Wywiad z kibicem Newcastle United
Przedstawiamy Wam wywiad z kibicem Newcastle United, członkiem stowarzyszenia kibiców True Faith, który opowiada o atmosferze panującej na St James' Park przed meczem z The Reds.
Jak się czujecie przed meczem z Liverpoolem?
To jeden z najtrudniejszych meczy w sezonie. Liverpool to jeden z najtrudniejszych rywali w lidze, mają też świetnych kibiców. Kibice the Reds mają bardzo dużo wspólnego, jedyna różnica jest taka, że oni mieli więcej okazji do świętowania w ostatnich latach. Liverpool jest w znacznie lepszej pozycji niż my. Tabela nigdy nie kłamie. Mają lepszych piłkarzy. Dzięki Liverpoolowi nasz stadion zapełni się do ostatniego miejsca po raz pierwszy w tym sezonie.
Jakiej gry możemy się spodziewać po Newcastle?
Nastawienie drużyny jest dość dobre. Jednak nasza linia pomocy nie jest najwyższej klasy. Natomiast inaczej sprawa ma się w Liverpoolu, Gerrard, który razem z byłym Scouserem Rooneyem są najlepszymi graczami ligi, robi różnicę.
Kogo Liverpool powinien się obawiać?
Nie mam zdania na ten temat, kogo konkretnie powinniście się bać. Znacie Owena i wiecie co on potrafi, swoją drogą bardzo ciekawe jak wobec niego zachowają się przyjezdni fani Liverpoolu. Jeśli zagra Martins, na niego też musicie uważać.
Co sądzisz o telenoweli z Michaelem Owenem w roli głównej?

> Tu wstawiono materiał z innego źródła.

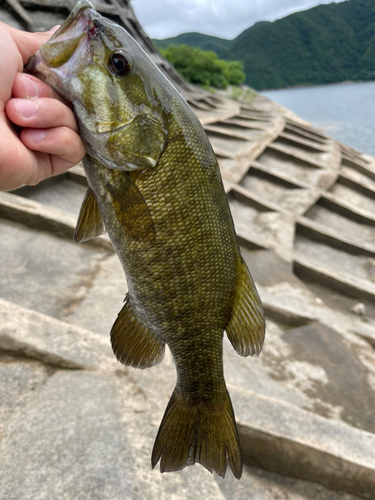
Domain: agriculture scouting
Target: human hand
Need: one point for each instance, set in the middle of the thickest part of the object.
(49, 142)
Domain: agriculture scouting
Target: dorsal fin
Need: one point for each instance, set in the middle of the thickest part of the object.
(246, 327)
(90, 222)
(133, 343)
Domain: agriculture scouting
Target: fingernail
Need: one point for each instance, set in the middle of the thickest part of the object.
(25, 108)
(36, 135)
(29, 86)
(54, 29)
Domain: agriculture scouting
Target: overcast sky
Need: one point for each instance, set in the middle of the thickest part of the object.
(223, 18)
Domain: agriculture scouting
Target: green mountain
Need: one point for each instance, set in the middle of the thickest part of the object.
(198, 40)
(325, 44)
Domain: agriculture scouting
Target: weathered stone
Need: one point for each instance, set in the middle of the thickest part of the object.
(96, 445)
(46, 218)
(99, 308)
(45, 273)
(281, 438)
(18, 381)
(33, 335)
(258, 484)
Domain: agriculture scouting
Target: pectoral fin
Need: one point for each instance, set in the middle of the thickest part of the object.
(133, 343)
(246, 327)
(90, 223)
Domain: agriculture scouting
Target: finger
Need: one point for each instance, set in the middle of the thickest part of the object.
(28, 43)
(40, 113)
(27, 86)
(60, 141)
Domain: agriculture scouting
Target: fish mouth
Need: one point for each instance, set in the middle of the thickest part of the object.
(77, 22)
(81, 26)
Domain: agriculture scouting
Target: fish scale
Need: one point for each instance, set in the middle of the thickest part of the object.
(155, 187)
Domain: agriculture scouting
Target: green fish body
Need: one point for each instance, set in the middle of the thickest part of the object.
(155, 186)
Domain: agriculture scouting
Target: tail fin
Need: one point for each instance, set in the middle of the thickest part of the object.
(201, 433)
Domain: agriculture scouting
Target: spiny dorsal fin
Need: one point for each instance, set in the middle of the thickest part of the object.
(90, 222)
(246, 327)
(133, 343)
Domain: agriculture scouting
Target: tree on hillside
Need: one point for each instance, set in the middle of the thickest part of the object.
(204, 67)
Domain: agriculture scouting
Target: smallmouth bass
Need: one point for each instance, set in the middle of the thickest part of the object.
(155, 187)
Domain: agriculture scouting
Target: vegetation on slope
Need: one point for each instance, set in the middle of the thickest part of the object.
(204, 67)
(325, 44)
(197, 40)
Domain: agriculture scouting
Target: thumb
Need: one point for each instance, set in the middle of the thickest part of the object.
(28, 43)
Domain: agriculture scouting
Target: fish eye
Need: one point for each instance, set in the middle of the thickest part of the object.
(119, 65)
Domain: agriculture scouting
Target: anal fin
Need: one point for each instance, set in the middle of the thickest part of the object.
(246, 327)
(90, 222)
(133, 343)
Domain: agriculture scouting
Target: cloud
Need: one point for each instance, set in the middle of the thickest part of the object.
(224, 18)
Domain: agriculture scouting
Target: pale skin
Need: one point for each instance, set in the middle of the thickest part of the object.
(46, 141)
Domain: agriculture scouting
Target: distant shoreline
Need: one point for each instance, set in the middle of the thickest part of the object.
(346, 82)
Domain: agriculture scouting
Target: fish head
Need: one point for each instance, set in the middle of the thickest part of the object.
(114, 86)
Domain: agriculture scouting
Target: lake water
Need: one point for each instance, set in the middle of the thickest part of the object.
(344, 111)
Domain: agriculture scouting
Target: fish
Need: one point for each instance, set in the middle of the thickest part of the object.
(155, 188)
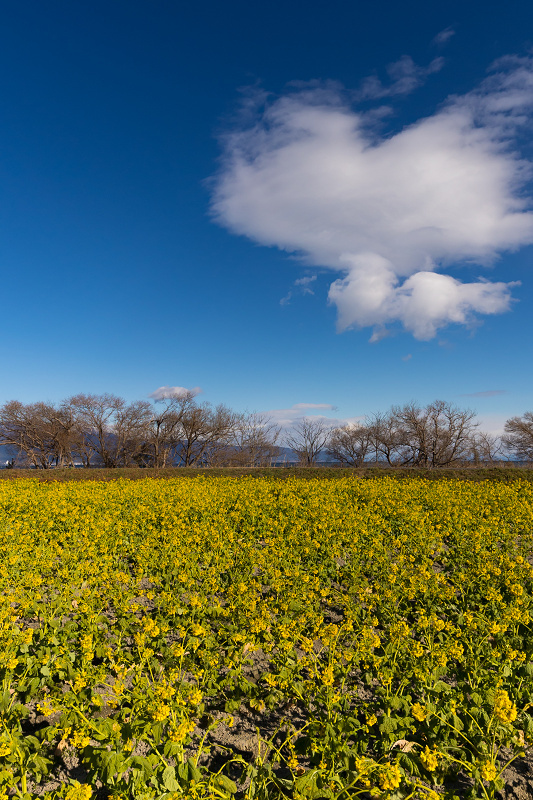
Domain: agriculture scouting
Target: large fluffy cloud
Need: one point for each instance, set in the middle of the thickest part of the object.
(311, 174)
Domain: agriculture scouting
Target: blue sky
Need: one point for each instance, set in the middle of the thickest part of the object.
(291, 206)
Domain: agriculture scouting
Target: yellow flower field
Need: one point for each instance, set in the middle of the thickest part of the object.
(219, 637)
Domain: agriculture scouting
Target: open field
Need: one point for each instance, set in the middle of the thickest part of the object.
(212, 637)
(506, 472)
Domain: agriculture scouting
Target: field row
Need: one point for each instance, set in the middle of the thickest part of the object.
(219, 637)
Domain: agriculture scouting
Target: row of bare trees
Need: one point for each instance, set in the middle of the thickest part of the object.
(437, 435)
(105, 430)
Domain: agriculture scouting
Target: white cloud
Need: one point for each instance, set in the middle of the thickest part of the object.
(167, 392)
(489, 393)
(405, 76)
(302, 287)
(312, 176)
(443, 36)
(285, 417)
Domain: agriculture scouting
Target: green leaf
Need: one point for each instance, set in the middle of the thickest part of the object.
(169, 780)
(223, 782)
(388, 725)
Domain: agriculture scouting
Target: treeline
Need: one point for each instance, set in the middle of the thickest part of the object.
(105, 430)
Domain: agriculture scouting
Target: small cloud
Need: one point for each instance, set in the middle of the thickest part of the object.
(167, 392)
(285, 417)
(380, 332)
(302, 287)
(443, 36)
(489, 393)
(405, 76)
(304, 406)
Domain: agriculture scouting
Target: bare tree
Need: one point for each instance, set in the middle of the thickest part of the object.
(95, 422)
(518, 436)
(205, 431)
(252, 444)
(350, 444)
(387, 439)
(39, 431)
(165, 427)
(130, 428)
(435, 436)
(307, 439)
(484, 448)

Michael Owen jest bardzo blisko odejścia z NUFC pod koniec sezonu i nie potrafię powiedzieć, że mam mu to za złe. On chce wrócić do reprezentacji na Mistrzostwa Świata w RPA, a nasz klub nie jest wystarczająco dobry dla gracza takiej klasy jak on. Kevin Keegan już w marcu chciał podpisać nowy kontrakt z Owenem, jednak kierownictwo klubu dopiero w grudniu zdecydowało się zaproponować nową ofertę Michaelowi. Lojalność to cecha, która jest ważna tylko dla kibiców. Powiedzmy, że jeśli odejdzie, to był nasz najlepszy gracz i jego brak obniży znacznie wartość drużyny.
Kogo boicie się najbardziej?
Czyż Steven Gerrard nie jest najlepszym graczem w historii klubu? Miałem okazję widzieć w akcji Dalglisha, Barnesa, Rusha, Beardsleya, McDermotta, Keegana itd. grających dla Liverpoolu, ale nie widziałem nigdy gracza mającego tak wielki wpływ na grę drużyny jak Gerrard. On jest świetny i może zrobić różnicę na boisku.